I had not realized he was on his way to becoming an honorary Kennedy. For all the psychobabble about how he could throw his career away on some hookers, could it well be the guy has much more deep-rooted problems heretofore unknown?
Sure appears that way.
This part jumped off the page.
Yet even as his gubernatorial hand grew stronger, signs of personal trouble were growing harder to ignore. Did Spitzer even want to be governor? Every time things were looking good, he’d screw himself. One longtime close associate says that Spitzer’s drinking increased significantly. “He definitely drank a lot more, even from two years ago,” the aide says, “and much more than when he was A.G. He’s a Scotch drinker.”Read the whole thing. Most interesting.
Spitzer loved to back up his tough-guy credentials by saying he’d grown up “in the Bronx.” And that’s technically true. But Riverdale is a long way, in every meaningful respect, from Morrisania. Spitzer was inescapably a product of wealth, Horace Mann, Princeton, and Harvard.

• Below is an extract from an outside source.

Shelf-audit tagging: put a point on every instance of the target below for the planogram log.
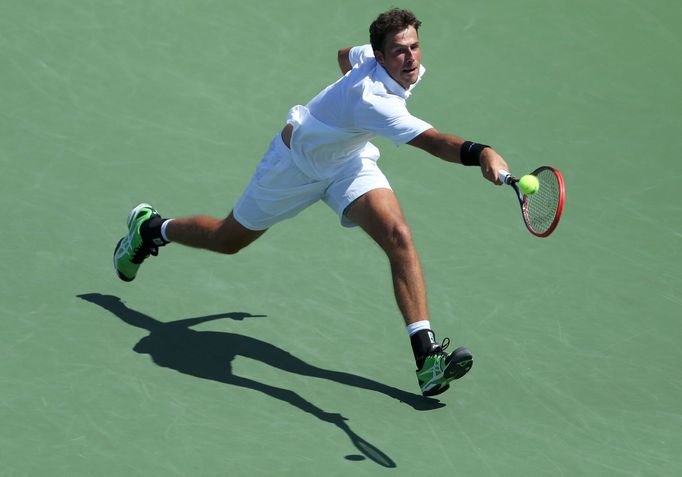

And it hurt when Bruno, who really did brawl his way up from poverty, taunted Spitzer as a “rich spoiled brat.” Compounding the humiliation, last year, in the midst of the greatest and most prolonged losing streak of his life, he needed help from his wife to get out of the ditch.
Spitzer, says a friend, has always been attracted to “rough-around-the-edges types, dese-dem-dose kinds of guys.” If Spitzer could never be an authentic, old-school neighborhood guy, at least his money could buy himself a taste of the edgy, subterranean life. For years Spitzer had been reckless—in his foulmouthed conversation, in his contempt for his adversaries, in his use of the power he’d been given as attorney general. But when he found himself thwarted as governor, Spitzer’s recklessness sloshed over into his personal life.